One day prior to a meeting with a client and the municipality, my project leader asked me a question about possible opportunities with regard to the zoning plan. So I called a colleague with expertise in zoning plans and asked the questions my project leader wanted me to ask. I got the information, asked for some more clarification until I understood and reported back to my project leader. “OK, but did you also ask what we do in situation X or Y?”. “I don’t know, I didn’t ask”. “I have a meeting with the client and the municipality tomorrow, I don’t want to look like a fool, we need something good!”

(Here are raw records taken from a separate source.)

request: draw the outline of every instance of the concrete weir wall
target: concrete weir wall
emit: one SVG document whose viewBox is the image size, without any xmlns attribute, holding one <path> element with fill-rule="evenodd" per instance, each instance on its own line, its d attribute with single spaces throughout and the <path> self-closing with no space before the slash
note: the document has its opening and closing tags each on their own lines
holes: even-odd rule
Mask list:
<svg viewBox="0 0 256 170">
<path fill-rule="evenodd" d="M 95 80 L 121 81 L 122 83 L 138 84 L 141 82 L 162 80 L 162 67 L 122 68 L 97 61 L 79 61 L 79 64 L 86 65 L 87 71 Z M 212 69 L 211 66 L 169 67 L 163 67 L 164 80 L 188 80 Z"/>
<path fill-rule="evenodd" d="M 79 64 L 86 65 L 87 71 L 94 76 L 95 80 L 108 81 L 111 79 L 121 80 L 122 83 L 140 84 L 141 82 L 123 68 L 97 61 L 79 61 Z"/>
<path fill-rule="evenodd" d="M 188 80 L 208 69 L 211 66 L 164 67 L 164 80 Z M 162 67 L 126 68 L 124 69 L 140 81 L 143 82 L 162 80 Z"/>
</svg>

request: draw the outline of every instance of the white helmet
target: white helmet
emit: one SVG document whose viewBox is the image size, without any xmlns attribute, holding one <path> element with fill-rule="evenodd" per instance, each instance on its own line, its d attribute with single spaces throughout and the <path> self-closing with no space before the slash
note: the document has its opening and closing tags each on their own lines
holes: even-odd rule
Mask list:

It occurred to me that we didn’t have the same sense of urgency because he was going to be at the meeting and I wasn’t. I imagined I was the one being at the meeting the next day and called my colleague again: we had a different conversation. When I reported back to my project leader, he was happy with the results. What I did was that I took ‘imaginary ownership’ of the situation.
When I reflected on the situation, I realized I could do this in many other situations. If I imagine myself to be the one delivering the result, giving the presentation or having that meeting, I noticed I bring my products a few steps further. If I imagine my colleague will deliver my exact product to the client or gives that exact presentation with nothing more than the information I give him, it drives me to do the best I can. Furthermore, I noticed I ask my colleagues for more clarification as to what they are using my products for. For example, one of my managers asked me to give him some information about the development of universities. It turned out he needed it for a presentation to the board in which he would explain the development of universities and the ensuing opportunities for ARCADIS. So I made a presentation as if I would be presenting to the board. I wanted to make a great presentation, so my manager wouldn’t have to change it.
Before I took ‘imaginary ownership’ of situations, I would have sent my manager some information or some slides, relying on him to change it into something he could use. More in general, I would sent products to seniors, relying on them to add or correct the product before it was sent to the client. I would sent almost finished presentations, so my senior colleague could alter it to his demand. Don’t do that. Imagine that your version of the product or presentation will be used, without any modifications, and you will notice that you can and will improve your work.
Of course the good thing of ‘imaginary ownership’ is that you deliver better products. But furthermore, you show your manager or project leader you can handle responsibility. Take responsibility for your products, even if you don’t have that responsibility. Then soon, you will be given this responsibility. Imagine, the result :).